Este año la psicóloga Isabelle
Bedouet publicó el libro Le crime des
sœurs Papin. Les dessous de l’affaire a través de la editorial Imago. Bedouet no
niega que los detalles más sórdidos del caso sean reales (por ejemplo no niega
que pudo haber existido una relación incestuosa entre las hermanas), pero
intenta explorar más en profundidad algunos aspectos laterales para ver si de
esa manera encuentra una nueva explicación a los sucesos. Su hipótesis,
entonces, es que Monsieur Lancelin, el marido y padre de las víctimas, era un
estafador que posaba de banquero respetable; a ello las Papin lo sabían, y –furiosas
de tener que observar la hipocresía de sus empleadores– se pusieron en
justicieras, masacrando a lo que Lancelin más quería. A eso habría que sumarle
el abuso verbal y hasta físico que las Papin habrían sufrido por parte de sus
empleadores (que incluso llevó a que se pelearan con su madre, quien les habría
sugerido que dejasen sus empleos al verlas psicológicamente descentradas), el
fuerte impacto que les causó y la larga obsesión que las hermanas cultivaron
con un asesinato similar que ocurriese poco antes en un hogar campesino no muy
lejano a Le Mans, y la psicosis no-sé-cuanto que Jacques-Alain Miller detectó
que existía y que aparentemente habría padecido Léa Papin (en el relato oficial
Léa sólo siguió órdenes de Christine, quien sería la más desequilibrada de las
dos, muriendo en prisión en 1937
a causa de la inanición, cual Simone Weil).

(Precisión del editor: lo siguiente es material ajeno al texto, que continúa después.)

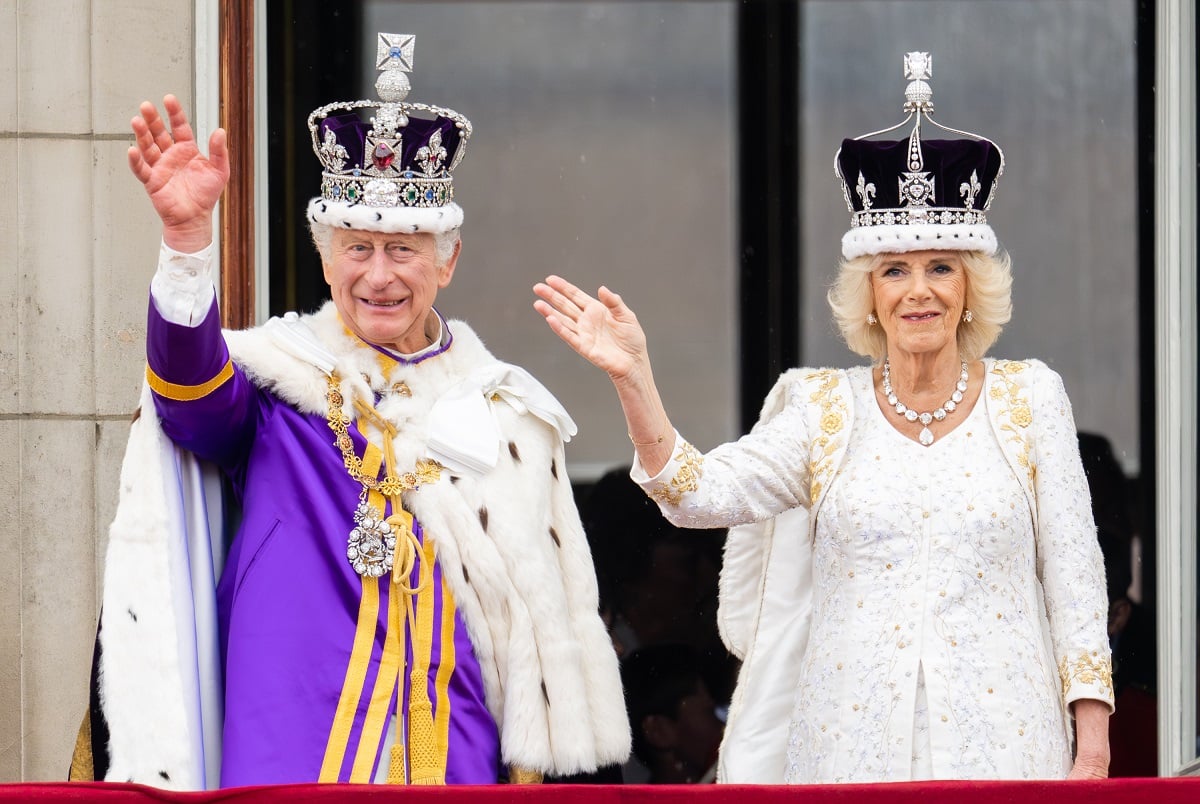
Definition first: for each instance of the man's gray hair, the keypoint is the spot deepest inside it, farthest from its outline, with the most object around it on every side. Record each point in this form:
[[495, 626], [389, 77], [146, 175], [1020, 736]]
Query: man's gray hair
[[323, 238]]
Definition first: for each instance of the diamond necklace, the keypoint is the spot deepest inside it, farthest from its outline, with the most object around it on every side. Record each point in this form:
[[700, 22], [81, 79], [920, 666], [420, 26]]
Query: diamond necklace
[[927, 436]]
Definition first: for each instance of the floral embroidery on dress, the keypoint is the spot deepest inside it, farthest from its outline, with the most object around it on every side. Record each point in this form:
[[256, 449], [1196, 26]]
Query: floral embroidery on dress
[[832, 421], [1018, 413], [1087, 669], [687, 479]]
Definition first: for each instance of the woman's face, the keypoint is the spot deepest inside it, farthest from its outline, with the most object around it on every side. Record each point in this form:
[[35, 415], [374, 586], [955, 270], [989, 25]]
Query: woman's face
[[919, 297]]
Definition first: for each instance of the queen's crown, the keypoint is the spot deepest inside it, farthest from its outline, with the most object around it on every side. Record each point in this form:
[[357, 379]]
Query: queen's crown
[[916, 192]]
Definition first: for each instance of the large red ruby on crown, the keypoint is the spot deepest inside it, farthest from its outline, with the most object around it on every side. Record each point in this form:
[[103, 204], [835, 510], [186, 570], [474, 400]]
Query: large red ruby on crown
[[383, 156]]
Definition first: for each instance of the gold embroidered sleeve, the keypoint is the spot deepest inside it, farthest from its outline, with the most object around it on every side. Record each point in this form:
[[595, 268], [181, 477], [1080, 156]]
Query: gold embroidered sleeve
[[685, 479], [1089, 676]]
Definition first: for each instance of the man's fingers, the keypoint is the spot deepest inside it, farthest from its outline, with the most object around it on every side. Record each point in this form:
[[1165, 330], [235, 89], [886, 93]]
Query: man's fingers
[[144, 141], [138, 165], [180, 129], [219, 150]]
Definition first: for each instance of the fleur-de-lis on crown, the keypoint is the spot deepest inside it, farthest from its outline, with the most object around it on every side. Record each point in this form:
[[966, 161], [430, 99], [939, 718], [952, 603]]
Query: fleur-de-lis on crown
[[865, 191], [430, 156], [333, 155], [969, 190]]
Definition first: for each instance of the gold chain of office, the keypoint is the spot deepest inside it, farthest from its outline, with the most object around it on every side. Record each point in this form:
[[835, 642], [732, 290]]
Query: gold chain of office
[[391, 485]]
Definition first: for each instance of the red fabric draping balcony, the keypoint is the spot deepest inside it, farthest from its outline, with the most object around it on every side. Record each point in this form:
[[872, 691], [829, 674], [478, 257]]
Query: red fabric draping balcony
[[1114, 791]]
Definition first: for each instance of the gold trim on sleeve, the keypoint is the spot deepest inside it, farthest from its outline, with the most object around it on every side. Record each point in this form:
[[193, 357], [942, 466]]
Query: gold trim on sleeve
[[1089, 669], [187, 393], [685, 480]]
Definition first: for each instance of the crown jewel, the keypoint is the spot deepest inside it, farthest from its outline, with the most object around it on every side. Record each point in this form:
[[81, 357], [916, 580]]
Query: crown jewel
[[943, 187], [396, 162]]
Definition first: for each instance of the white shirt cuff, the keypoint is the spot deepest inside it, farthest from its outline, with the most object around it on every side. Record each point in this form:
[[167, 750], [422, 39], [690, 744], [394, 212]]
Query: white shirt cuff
[[183, 288]]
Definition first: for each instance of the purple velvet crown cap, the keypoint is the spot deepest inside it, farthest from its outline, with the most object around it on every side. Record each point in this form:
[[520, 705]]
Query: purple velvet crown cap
[[352, 131], [388, 163], [917, 193], [951, 163]]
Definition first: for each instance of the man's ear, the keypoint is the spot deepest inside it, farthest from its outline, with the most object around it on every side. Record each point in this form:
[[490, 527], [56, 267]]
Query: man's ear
[[445, 273]]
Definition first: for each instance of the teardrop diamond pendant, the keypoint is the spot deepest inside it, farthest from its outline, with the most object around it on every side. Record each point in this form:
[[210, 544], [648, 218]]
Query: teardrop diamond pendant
[[927, 436]]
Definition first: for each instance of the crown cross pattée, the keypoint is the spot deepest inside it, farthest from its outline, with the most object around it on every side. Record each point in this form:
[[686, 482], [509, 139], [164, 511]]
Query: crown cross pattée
[[865, 191], [431, 156]]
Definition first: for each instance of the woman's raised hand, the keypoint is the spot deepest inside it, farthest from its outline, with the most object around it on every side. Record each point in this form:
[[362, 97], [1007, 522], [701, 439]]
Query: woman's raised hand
[[183, 184], [601, 329]]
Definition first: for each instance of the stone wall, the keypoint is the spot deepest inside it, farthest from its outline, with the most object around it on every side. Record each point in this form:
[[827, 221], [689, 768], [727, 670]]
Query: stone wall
[[78, 249]]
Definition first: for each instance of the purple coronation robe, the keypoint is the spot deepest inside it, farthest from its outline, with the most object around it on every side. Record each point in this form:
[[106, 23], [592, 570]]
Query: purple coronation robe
[[304, 697]]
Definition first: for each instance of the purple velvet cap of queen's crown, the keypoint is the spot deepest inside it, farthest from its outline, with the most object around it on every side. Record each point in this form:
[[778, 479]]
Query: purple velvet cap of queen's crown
[[915, 193], [390, 172]]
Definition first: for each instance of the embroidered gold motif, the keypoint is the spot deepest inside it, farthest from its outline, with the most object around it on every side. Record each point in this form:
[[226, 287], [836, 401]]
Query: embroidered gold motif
[[1086, 670], [832, 421], [687, 479], [1017, 415]]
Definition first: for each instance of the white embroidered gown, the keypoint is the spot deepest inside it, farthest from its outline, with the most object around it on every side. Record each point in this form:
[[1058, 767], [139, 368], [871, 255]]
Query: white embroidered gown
[[928, 657], [948, 631]]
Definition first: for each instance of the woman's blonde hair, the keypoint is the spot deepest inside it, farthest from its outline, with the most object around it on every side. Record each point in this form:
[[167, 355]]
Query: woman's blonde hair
[[989, 299]]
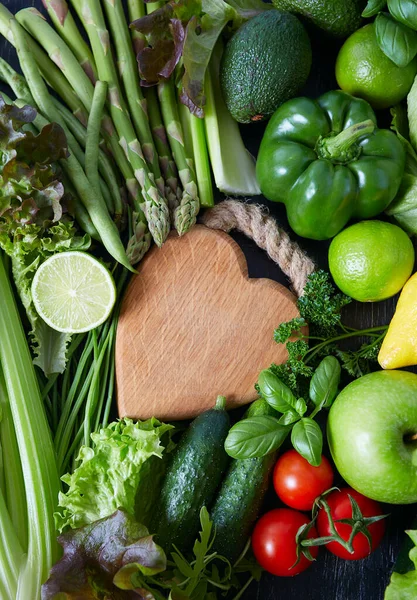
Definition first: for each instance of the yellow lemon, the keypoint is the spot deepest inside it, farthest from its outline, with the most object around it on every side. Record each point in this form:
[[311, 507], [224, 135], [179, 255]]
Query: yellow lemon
[[399, 348]]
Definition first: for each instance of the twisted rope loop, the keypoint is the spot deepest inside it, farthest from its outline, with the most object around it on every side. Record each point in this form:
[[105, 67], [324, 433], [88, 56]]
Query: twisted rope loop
[[254, 221]]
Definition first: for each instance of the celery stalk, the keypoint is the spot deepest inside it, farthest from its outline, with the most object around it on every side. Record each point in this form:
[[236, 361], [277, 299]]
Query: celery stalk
[[233, 166], [14, 489], [34, 441]]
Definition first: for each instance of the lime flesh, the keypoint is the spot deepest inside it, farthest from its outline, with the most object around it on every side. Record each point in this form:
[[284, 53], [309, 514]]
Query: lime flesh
[[73, 292]]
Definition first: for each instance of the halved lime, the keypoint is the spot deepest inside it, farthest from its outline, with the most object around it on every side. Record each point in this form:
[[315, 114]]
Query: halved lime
[[73, 292]]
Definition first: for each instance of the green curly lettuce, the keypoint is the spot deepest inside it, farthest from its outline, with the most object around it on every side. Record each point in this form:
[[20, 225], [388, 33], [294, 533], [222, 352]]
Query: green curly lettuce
[[111, 474], [33, 223]]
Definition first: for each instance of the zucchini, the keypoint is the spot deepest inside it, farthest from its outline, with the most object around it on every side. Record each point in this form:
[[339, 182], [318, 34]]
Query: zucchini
[[239, 501], [198, 464]]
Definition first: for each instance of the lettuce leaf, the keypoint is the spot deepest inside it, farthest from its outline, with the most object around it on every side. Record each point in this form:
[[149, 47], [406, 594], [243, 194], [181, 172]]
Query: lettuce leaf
[[109, 475], [33, 225], [404, 586], [189, 29], [100, 559]]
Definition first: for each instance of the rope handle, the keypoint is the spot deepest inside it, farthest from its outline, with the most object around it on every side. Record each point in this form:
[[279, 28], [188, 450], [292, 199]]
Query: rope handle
[[255, 222]]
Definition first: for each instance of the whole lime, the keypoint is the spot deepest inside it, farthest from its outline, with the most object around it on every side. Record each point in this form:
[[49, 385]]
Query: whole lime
[[371, 260], [363, 70]]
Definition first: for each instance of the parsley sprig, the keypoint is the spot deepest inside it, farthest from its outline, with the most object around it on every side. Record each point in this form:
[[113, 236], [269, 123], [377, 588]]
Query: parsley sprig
[[321, 311]]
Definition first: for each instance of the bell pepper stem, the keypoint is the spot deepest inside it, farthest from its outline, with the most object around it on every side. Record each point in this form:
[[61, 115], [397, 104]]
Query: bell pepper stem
[[339, 147]]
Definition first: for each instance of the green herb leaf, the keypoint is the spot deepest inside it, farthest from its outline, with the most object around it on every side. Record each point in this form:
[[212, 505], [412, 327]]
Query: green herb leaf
[[287, 330], [288, 418], [276, 393], [325, 382], [404, 11], [321, 303], [373, 7], [255, 436], [307, 439], [300, 406], [101, 558], [397, 41]]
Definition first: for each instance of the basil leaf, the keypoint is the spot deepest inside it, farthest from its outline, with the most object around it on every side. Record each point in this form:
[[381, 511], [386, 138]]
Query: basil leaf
[[289, 417], [300, 406], [307, 439], [404, 11], [276, 393], [373, 7], [255, 436], [325, 382], [396, 40]]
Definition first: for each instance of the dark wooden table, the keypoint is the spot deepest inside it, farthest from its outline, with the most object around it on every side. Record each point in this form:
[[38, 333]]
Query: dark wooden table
[[329, 578]]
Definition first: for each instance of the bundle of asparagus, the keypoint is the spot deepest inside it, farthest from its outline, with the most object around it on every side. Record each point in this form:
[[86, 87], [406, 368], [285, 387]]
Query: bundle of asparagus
[[120, 135]]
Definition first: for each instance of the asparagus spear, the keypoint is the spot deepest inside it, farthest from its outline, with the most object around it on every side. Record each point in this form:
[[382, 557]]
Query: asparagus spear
[[20, 88], [69, 32], [98, 213], [129, 74], [154, 205], [173, 192], [58, 51], [93, 135], [186, 213], [136, 10], [49, 70]]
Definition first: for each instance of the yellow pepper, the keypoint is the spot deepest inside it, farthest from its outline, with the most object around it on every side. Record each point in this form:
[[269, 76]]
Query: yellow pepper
[[399, 348]]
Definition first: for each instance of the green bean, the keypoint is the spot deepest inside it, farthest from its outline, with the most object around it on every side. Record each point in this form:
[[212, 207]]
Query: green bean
[[104, 163], [99, 214]]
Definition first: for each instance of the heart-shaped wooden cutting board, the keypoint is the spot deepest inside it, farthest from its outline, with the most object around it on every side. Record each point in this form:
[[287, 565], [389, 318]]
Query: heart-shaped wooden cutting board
[[193, 326]]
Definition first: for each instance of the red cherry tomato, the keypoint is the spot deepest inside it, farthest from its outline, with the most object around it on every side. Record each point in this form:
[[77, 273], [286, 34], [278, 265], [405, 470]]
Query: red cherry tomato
[[274, 543], [298, 483], [341, 508]]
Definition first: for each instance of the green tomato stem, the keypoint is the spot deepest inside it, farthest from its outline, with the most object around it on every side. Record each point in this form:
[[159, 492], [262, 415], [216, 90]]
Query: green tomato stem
[[342, 147]]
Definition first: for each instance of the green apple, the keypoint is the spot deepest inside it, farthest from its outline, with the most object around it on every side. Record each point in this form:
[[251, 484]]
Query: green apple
[[372, 433]]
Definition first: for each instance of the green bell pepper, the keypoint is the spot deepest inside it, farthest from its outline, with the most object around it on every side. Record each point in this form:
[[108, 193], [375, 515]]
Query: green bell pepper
[[327, 161]]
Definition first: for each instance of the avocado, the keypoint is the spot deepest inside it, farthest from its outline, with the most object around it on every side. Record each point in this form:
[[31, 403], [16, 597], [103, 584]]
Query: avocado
[[339, 18], [264, 64]]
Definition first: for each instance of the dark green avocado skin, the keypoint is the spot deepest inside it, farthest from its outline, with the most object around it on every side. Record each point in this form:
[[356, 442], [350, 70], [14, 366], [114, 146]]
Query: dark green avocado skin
[[264, 64], [339, 18]]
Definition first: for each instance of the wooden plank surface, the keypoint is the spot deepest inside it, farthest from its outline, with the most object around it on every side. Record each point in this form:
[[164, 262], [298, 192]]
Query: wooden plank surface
[[193, 326], [330, 578]]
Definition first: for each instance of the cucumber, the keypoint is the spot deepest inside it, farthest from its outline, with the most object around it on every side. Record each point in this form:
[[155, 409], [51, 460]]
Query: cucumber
[[198, 464], [239, 501]]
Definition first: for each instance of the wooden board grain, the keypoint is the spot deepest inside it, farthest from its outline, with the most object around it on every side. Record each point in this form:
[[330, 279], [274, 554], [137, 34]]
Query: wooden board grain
[[193, 326]]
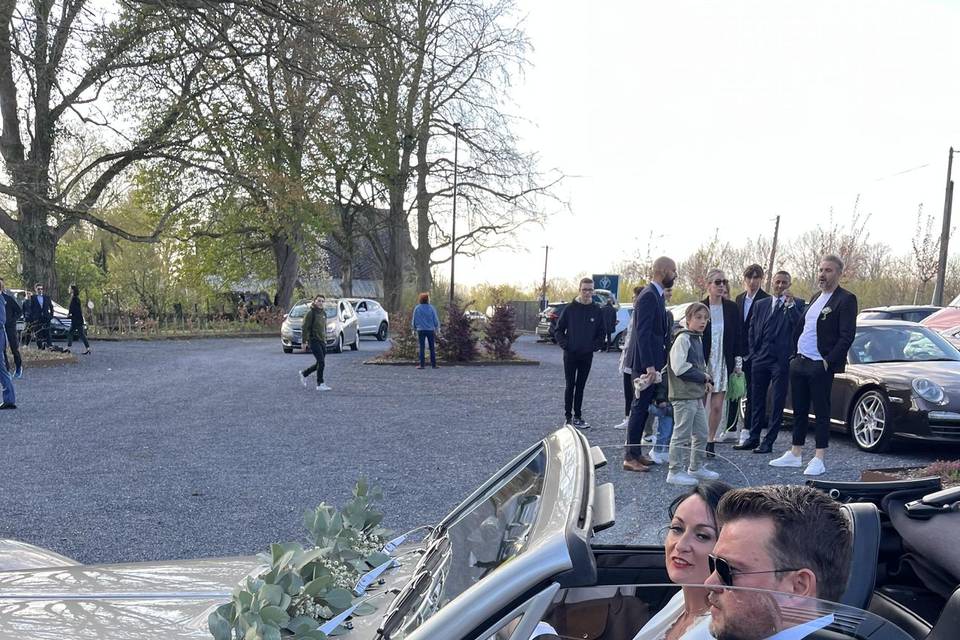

Todo eso
demostraría que las Papin no mataron por matar, ni que mataron para combatir la
opresión y/o la represión, sino que mataron porque una serie de circunstancias
se juntaron hasta hacerlas explotar.
¿Por qué he hablado de las
hermanas Papin si este texto pretende ser una reseña sobre la novela que ganó
el Premio Goncourt de este año? Porque sospecho que sin esas mujeres –y sin
Lacan, Sartre, Houdyer y Dubec– el libro no impactaría a nivel inconsciente
como debe de haber impactado en los que lo eligieron como ganador del galardón
más importante de las letras francesas. Si mi explicación no sirve, entonces
será otro misterio como el de las hermanas Papin.